Slow train from Istanbul

Slow train from Istanbul

Opinion piece (The Wall Street Journal)
Katinka Barysch
27 September 2005

The talks on Turkey's accession to the EU are scheduled to start on Monday. But public support for Turkish EU entry continues to fall: less than one-third of voters in the "old" EU support Turkish membership, according to the EU pollster Eurobarometer. Many Western Europeans think of Turkey as too big, too poor and too backward to join the Union. But Turkey is not that different from the Central and Eastern European countries that joined the EU last year. The real difference is that the EU has much less leverage over Turkish policy-making so the accession talks could be longer and harder.

The average GDP per head in Turkey is less than 30% of the EU-25 average, compared with around 50% in the new EU members in Central and Eastern Europe. But it is unfair to compare Turkey, which is at the start of the journey to membership, with those countries that have already arrived. Ten years before accession, Poland's GDP per head stood at 35% of the EU average, and that of Romania was much lower still.

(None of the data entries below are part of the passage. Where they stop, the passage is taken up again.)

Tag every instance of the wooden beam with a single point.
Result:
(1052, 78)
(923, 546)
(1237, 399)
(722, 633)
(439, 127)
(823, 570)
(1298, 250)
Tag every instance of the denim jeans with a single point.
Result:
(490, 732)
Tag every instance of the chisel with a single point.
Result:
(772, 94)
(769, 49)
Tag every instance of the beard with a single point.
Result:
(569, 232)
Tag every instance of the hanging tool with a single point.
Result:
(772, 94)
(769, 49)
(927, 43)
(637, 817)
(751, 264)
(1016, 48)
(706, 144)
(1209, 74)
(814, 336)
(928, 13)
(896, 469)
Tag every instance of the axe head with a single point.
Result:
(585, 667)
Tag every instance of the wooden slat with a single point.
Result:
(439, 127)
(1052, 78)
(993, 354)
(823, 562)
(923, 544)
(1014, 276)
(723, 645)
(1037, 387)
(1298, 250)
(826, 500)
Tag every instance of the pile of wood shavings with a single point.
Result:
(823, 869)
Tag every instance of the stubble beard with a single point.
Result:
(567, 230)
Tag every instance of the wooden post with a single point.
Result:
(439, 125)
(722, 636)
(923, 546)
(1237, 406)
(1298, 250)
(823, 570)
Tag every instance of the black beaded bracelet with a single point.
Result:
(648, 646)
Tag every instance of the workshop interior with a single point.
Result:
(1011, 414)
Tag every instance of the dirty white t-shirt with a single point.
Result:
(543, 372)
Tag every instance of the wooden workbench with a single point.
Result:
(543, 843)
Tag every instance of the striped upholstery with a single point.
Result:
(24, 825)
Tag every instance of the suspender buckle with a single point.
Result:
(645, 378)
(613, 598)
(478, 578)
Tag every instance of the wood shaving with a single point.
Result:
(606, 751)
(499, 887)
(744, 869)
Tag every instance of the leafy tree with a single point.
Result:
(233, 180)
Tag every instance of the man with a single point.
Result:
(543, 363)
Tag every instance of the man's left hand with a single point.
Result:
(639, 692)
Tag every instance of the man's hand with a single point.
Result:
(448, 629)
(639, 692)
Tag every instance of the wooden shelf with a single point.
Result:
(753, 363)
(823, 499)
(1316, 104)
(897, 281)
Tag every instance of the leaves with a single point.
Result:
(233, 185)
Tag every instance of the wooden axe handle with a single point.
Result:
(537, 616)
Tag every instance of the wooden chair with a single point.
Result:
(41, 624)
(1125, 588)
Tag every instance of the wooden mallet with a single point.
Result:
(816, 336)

In many ways, Turkey is better prepares for EU membership than, say, Poland or Bulgaria were at the time when they started negotiations. Turkey has had a customs union with the EU since 1996 so trade in goods is already liberalised, and Turkey has adopted many EU rules and regulations, for example those that protect intellectual property and enforce competition. Although the Turkish government still plays a large role in sectors such as energy and telecoms, it does not face the task of having to privatise whole industries, like the Eastern Europeans had to do.

What does set Turkey apart from previous candidates is its history of economic instability. Since the last crisis in 2001, two successive governments have made remarkable progress toward stabilizing the economy and starting structural reforms. The budget deficit has been halved, inflation is down to single-digit figures for the first time in three decades, and the economy is growing briskly. However, Turkey's high government debt, large external deficit and lack of longterm investment leave it vulnerable to swings in investor confidence. Both sides, the EU and Turkey, need to manage the accession process very carefully so as not to endanger Turkey's hard-won macroeconomic stability.

In the case of the Central and Eastern European countries, the accession process was rather smooth because the prospect of EU entry provided a rock-solid anchor for economic reform. In Turkey's case the anchor will be much less firm, for several reasons: First, in the 1990s, the Central and Eastern Europeans were driven by an over-whelming desire to "return to Europe." Although 60-70% of all Turks support their country's EU aspirations, for them EU membership is not about a - however defined - European identity. What they hope for are personal benefits, such as higher incomes, better jobs and the freedom to travel and work in the EU. If these benefits are not forthcoming during the accession process, Turks may become disillusioned with the EU rather quickly.

Second, the Central and Eastern European competed against each other to join the EU, which helped to focus the minds of politicians from Bratislava to Vilnius. Turkey is not racing against any other country. (Croatia is likely to start accession talks soon, but the two countries are probably too different to create a "regatta effect" between them.) So Turkey thinks, wrongly, that it has a stronger hand in the negotiations.

Third, Eastern Europeans were sage in their knowledge that the EU would let them in eventually. Public opposition to Turkish membership and the EU's constant reminders that accession negotiations are "open-ended" make Turkey feel unwelcome and insecure. As a result, its motivation to do what the EU wants is weaker, as is the EU's leverage over Turkish policies.

Ankara will find it a whole lot more difficult than previous candidates to sell painful reforms in the name of EU entry. Many Turks already grumble that the EU is making unnecessary demands in an attempt to slow down their country's accession. Most Turks are wholly unaware of what EU entry entails, namely the wholesale adoption of 80,000 pages of EU laws and regulations, and EU interference in most areas of public life.

The only way for successive Turkish governments to sustain momentum over a decade or more will be to argue that reforms are necessary to make Turkey richer, stronger and more stable - EU or no EU. Since accession talks are likely to be protracted, the timing of reforms is crucial. The current government should probably try to push through the bulk of difficult measures quickly, say, within five years, irrespective of whether the actual EU negotiations proceed that fast. Early reform successes would crush vested interests, for example those of powerful conglomerates or immovable bureaucrats. And they could help to convince sceptical Western Europeans that Turkey is fit for EU entry.

The critics of Turkish accession tend to take a very parochial view. They look at the EU as it is today - with its sluggish growth, high unemployment and slow decision making. They then add today's Turkey, still in the midst of an economic and political transition - and conclude that Turkish membership in the EU would be a recipe for disaster. But Turkey's accession talks will take a decade or more. By the time the country is ready to join, the EU should have reformed its institutions and decision-making procedures and addressed its worst economic problems. If not, the EU of, say 2020 will be slow-growing, inward-looking and unwelcoming. And Turkey would not want to join such a club.